There are several biblical indications that it is okay for the Church’s institutions to be magnificent and richly decorated. A major indication to this is the Temple in Jerusalem, which is a prefiguring of the Church. It was vast, magnificent, and richly decorated in at least as many ways as our cathedrals are. In the Bible King David tells us how much he had prepared for it: With great pains I have provided for the house of the LORD a hundred thousand talents of gold, a million talents of silver, and bronze and iron beyond weighing, for there is so much of it; timber and stone too I have provided. To these you must add. (1 Chronicles 22:14) And Solomon did add: So now send me a man skilled to work in gold, silver, bronze, and iron, and in purple, crimson, and blue fabrics, trained also in engraving, to be with the skilled workers who are with me in Judah and Jerusalem, whom David my father provided. Send me also cedar, cypress, and algum timber from Lebanon, for I know that your servants know how to cut timber in Lebanon. And my servants will be with your servants, to prepare timber for me in abundance, for the house I am to build will be great and wonderful. (2 Chronicles 2:7-9) And here is the beginning part of the description of the temple: These are Solomon’s measurements for building the house of God: the length, in cubits of the old standard, was sixty cubits, and the breadth twenty cubits. The vestibule in front of the nave of the house was twenty cubits long, equal to the width of the house; and its height was a hundred and twenty cubits. He overlaid it on the inside with pure gold. The nave he lined with cypress, and covered it with fine gold, and made palms and chains on it. He adorned the house with settings of precious stones. The gold was gold of Parva’im. So he lined the house with gold – its beams, its thresholds, its walls, and its doors; and he carved cherubim on the walls. (2 Chronicles 3:3-7) It was pretty magnificent. The description goes on like that, in more and more detail, to the end of chapter 4, and after that it starts describing all the costly cups and bowls and oils that Solomon brought in for liturgy. So we have more than enough precedent to have all these things in our churches.

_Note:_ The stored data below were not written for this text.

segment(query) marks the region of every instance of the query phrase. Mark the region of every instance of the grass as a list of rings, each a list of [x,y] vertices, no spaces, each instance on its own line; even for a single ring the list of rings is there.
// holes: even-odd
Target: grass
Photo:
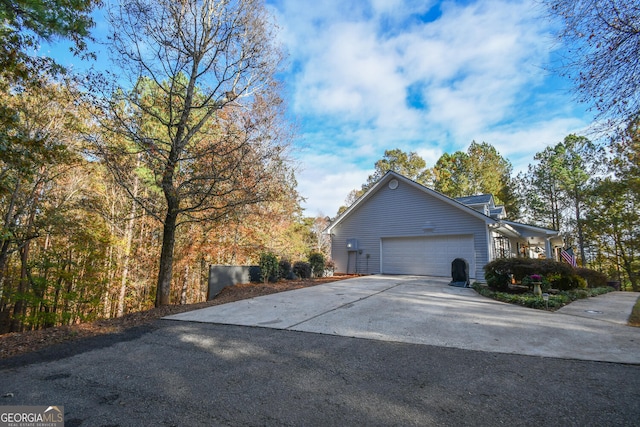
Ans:
[[[640,326],[640,298],[638,298],[638,301],[636,301],[636,304],[633,306],[633,310],[631,310],[629,326]]]
[[[509,292],[497,292],[489,289],[485,285],[481,285],[480,283],[474,283],[473,289],[478,292],[480,295],[485,296],[487,298],[494,299],[496,301],[507,302],[510,304],[517,304],[524,307],[535,308],[538,310],[549,310],[555,311],[562,306],[569,304],[572,301],[594,297],[597,295],[606,294],[607,292],[611,292],[614,289],[612,287],[604,287],[604,288],[587,288],[587,289],[574,289],[571,291],[560,291],[556,294],[549,295],[549,301],[546,303],[542,297],[533,295],[531,293],[509,293]],[[637,321],[640,325],[640,299],[638,303],[636,303],[637,308]],[[636,309],[634,308],[634,312]],[[633,315],[633,314],[632,314]]]

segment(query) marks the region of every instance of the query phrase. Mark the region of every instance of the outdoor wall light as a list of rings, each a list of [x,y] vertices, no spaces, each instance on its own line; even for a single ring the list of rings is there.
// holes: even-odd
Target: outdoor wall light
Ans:
[[[429,232],[429,231],[433,231],[433,230],[435,230],[435,229],[436,229],[436,226],[435,226],[435,225],[433,225],[433,224],[431,223],[431,221],[427,221],[427,222],[425,222],[425,223],[424,223],[424,225],[422,226],[422,230],[423,230],[425,233],[427,233],[427,232]]]

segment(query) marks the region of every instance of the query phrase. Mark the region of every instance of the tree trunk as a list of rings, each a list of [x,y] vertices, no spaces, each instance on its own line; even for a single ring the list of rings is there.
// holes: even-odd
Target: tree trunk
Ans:
[[[7,259],[9,256],[9,239],[5,239],[2,242],[2,247],[0,248],[0,301],[2,301],[2,296],[4,295],[4,279],[5,279],[5,270],[7,268]]]
[[[0,248],[0,299],[2,299],[2,293],[4,290],[4,271],[7,266],[7,259],[9,257],[9,245],[11,244],[11,238],[9,232],[15,228],[16,220],[13,217],[13,209],[16,204],[16,197],[20,190],[20,181],[17,182],[16,188],[11,193],[11,200],[7,207],[7,213],[4,217],[4,233],[7,236],[2,238],[2,247]]]
[[[177,219],[176,210],[169,207],[162,231],[162,251],[160,252],[156,307],[171,304],[171,276],[173,274],[173,248],[176,244]]]
[[[65,268],[67,269],[67,272],[69,273],[64,281],[67,282],[67,290],[66,290],[66,294],[62,294],[62,314],[63,316],[65,316],[66,314],[70,314],[69,313],[69,294],[71,294],[71,291],[73,290],[73,277],[71,274],[71,270],[72,270],[72,266],[73,266],[73,249],[69,249],[68,251],[68,255],[67,255],[67,260],[66,260],[66,266]],[[63,282],[64,283],[64,282]],[[69,320],[67,320],[67,325],[71,324],[71,316],[69,316]]]
[[[176,131],[176,139],[180,140],[184,126],[180,125]],[[171,276],[173,273],[173,249],[176,245],[176,224],[180,209],[178,192],[173,186],[173,173],[181,149],[173,145],[169,153],[167,166],[162,174],[162,192],[167,200],[167,215],[162,229],[162,250],[160,251],[160,269],[158,271],[158,286],[156,290],[156,307],[171,304]]]
[[[140,155],[138,155],[138,163],[136,166],[140,167]],[[136,221],[136,208],[138,205],[138,202],[135,199],[138,197],[139,185],[138,175],[136,175],[132,190],[133,199],[131,200],[131,211],[129,212],[129,219],[127,220],[127,226],[124,232],[124,261],[122,263],[122,278],[120,280],[120,294],[118,295],[117,317],[122,317],[124,315],[124,298],[127,295],[127,280],[129,279],[129,263],[131,261],[131,244],[133,242],[133,226]]]
[[[551,211],[552,211],[552,222],[553,229],[560,230],[560,207],[558,206],[558,194],[553,190],[553,194],[551,195]]]
[[[576,226],[578,227],[578,244],[580,245],[580,262],[581,267],[586,268],[587,266],[587,257],[584,251],[584,231],[582,229],[582,218],[580,218],[580,197],[578,192],[575,194],[575,202],[576,202]]]
[[[187,289],[189,283],[189,264],[184,266],[184,276],[182,277],[182,294],[180,295],[180,305],[187,303]]]
[[[27,262],[29,261],[29,241],[20,249],[20,282],[18,284],[18,297],[13,307],[13,320],[11,332],[22,332],[24,329],[23,317],[27,313],[25,294],[29,287],[27,277]]]

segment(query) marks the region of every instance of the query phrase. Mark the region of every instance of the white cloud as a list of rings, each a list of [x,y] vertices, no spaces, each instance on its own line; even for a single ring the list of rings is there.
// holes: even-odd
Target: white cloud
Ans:
[[[486,141],[520,164],[584,127],[547,87],[551,43],[534,1],[434,4],[274,1],[292,110],[312,147],[299,158],[312,214],[334,215],[387,149],[433,164]]]
[[[307,216],[334,217],[347,195],[373,173],[335,155],[307,155],[300,160],[304,167],[297,174],[298,191],[308,198]]]

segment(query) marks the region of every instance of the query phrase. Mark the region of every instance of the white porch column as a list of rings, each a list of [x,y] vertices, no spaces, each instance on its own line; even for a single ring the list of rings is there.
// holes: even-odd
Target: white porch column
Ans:
[[[545,254],[546,254],[546,256],[547,256],[547,259],[553,259],[553,260],[555,260],[555,258],[554,258],[554,256],[553,256],[553,255],[554,255],[554,254],[553,254],[553,248],[551,247],[551,238],[550,238],[550,237],[547,237],[547,238],[545,239],[545,242],[544,242],[544,252],[545,252]]]

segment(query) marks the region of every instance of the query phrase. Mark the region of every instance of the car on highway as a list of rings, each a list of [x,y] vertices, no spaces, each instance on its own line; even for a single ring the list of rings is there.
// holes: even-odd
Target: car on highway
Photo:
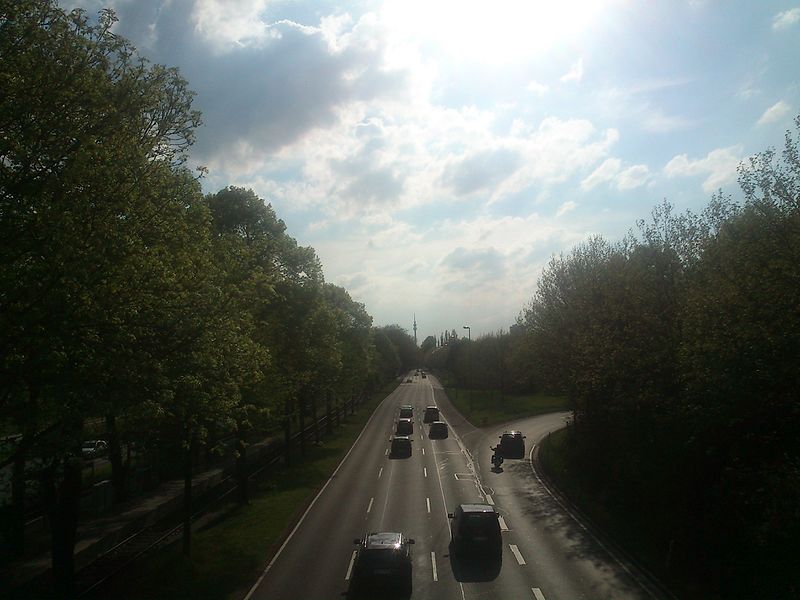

Another important consideration is this prophesy, which describes the New Covenant: Your divine throne endures for ever and ever. Your royal scepter is a scepter of equity; you love righteousness and hate wickedness. Therefore God, your God, has anointed you with the oil of gladness above your fellows; your robes are all fragrant with myrrh and aloes and cassia. From ivory palaces stringed instruments make you glad; daughters of kings are among your ladies of honor; at your right hand stands the queen in gold of Ophir. Hear, O daughter, consider, and incline your ear; forget your people and your father’s house; and the king will desire your beauty. Since he is your lord, bow to him; the people of Tyre will sue your favor with gifts, the richest of the people with all kinds of wealth. (Psalms 45:6-13) That shows us that the New Covenant will have magnificent buildings (“ivory palaces”) made with vast wealth from the nations (“the richest of the people [will offer] all kinds of wealth.”) This prophesy is fulfilled in the New Covenant.
I’m sure there are more passages that offer evidence of the magnificent beauty of our cathedrals. It really makes sense when you consider what they’re made for: to be vessels of the presence of God in the Eucharist. If the Old Covenant found enough justification for large and splendid buildings because they bore the presence of God in the Ark, then how much more should we! But as I say, there are more passages that support this, but this post is already getting long. I hope what I’ve posted helps and shows you that we don’t do this out of any contempt for the poor, but out of honor to God and His presence. God bless!